The cloud has its own requirements. Practically overnight, organizations nationwide shifted systems and processes to the cloud or provided remote access before proper security reviews could be completed. Unfortunately, many failed to properly configure their systems, leaving open doors for hackers. This spring, for example, researchers found a real estate database on Google Cloud that required no password or authentication. It contained detailed information on more than 200 million American homeowners.

Personal devices are part of the plan. Most IT teams built security policies for a handful of remote employees, not an almost entirely remote workforce. So revisions are in order to account for a wave of personal device usage that goes far beyond BYOD (bring your own device) phones. Hackers aren’t waiting around for companies to plug the holes. Ransomware attacks have spiked this summer. And one attack earlier this year penetrated a company’s mobile device management platform, giving it access to nearly every connected device.

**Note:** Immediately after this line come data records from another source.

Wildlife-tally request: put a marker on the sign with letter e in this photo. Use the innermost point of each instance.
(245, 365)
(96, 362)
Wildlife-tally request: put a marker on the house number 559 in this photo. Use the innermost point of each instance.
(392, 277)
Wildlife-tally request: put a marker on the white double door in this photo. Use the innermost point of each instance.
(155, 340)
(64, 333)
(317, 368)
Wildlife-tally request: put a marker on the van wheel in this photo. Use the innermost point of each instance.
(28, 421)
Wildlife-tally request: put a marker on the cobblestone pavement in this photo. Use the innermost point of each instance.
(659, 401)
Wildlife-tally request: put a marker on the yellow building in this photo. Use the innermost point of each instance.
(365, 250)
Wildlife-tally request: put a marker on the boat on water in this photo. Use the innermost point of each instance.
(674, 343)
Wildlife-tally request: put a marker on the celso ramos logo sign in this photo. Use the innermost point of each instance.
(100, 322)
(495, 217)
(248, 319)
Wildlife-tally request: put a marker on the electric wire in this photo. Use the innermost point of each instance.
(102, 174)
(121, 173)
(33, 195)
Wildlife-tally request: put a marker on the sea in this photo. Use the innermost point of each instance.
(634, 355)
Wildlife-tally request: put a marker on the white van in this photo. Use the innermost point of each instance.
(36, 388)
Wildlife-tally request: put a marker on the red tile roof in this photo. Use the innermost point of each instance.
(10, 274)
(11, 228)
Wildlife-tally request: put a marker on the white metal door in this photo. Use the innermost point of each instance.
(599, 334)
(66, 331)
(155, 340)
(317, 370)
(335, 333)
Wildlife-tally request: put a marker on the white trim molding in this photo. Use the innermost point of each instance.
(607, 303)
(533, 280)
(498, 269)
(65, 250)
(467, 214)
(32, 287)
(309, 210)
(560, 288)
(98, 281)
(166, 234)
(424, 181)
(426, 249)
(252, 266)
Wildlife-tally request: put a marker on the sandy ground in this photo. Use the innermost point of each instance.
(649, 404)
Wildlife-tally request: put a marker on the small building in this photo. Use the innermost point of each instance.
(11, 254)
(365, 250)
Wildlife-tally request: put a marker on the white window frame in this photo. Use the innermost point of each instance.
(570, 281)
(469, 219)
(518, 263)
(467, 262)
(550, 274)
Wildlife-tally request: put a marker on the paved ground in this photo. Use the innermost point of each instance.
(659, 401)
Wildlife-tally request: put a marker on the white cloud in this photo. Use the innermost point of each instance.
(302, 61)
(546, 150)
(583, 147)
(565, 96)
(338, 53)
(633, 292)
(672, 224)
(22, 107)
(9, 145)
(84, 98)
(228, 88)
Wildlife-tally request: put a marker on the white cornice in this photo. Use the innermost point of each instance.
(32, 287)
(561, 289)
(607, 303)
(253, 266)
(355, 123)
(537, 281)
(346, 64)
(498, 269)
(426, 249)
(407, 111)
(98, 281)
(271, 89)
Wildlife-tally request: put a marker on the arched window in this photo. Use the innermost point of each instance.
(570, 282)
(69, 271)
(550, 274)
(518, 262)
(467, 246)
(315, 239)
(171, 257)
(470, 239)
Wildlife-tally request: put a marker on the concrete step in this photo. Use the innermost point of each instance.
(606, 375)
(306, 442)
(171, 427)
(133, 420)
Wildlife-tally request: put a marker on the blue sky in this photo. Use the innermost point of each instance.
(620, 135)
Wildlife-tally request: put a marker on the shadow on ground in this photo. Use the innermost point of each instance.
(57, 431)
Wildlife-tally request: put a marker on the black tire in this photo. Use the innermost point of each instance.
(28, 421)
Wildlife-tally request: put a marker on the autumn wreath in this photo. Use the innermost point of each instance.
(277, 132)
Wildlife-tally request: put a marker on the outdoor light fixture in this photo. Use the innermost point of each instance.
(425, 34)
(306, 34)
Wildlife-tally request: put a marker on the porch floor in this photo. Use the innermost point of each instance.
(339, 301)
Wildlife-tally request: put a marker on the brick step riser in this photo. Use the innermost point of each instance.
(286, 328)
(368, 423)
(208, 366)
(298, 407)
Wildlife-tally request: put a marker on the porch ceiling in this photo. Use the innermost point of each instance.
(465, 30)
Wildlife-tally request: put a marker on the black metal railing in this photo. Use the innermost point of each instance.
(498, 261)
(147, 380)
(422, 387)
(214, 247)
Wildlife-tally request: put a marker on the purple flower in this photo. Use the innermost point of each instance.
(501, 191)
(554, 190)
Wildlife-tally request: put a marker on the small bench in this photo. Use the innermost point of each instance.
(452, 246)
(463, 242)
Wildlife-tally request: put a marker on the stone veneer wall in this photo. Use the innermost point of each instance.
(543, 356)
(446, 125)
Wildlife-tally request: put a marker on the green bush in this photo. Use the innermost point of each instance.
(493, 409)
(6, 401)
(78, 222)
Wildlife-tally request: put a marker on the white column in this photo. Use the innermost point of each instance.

Social engineers thrive on disrupted processes. Hackers are also capitalizing on the muddled processes that come with dispersing a workforce for the first time. At the beginning of 2020, an office worker who got an unexpected e-mail about an invoice might have shouted over the wall to confirm the payment with a co-worker or manager. Now the communication requires a phone call or e-mail, which may or may not clarify things, and may not even happen. Hackers are counting on that.

Phishing season is wide open. By some estimates, phishing attacks are up 70% since the spring of 2020. Social engineers have long recognized that remote employees often make easier targets since they may feel less connected to the organization and could be less aware of security best practices. Hackers also keep honing their phishing strategy with messages tailored around research into specific organizations and individuals. In today’s phishing e-mails, the tip-off may be as subtle as a mismatched font or referring to someone who goes by “Steve” as “Stephen.”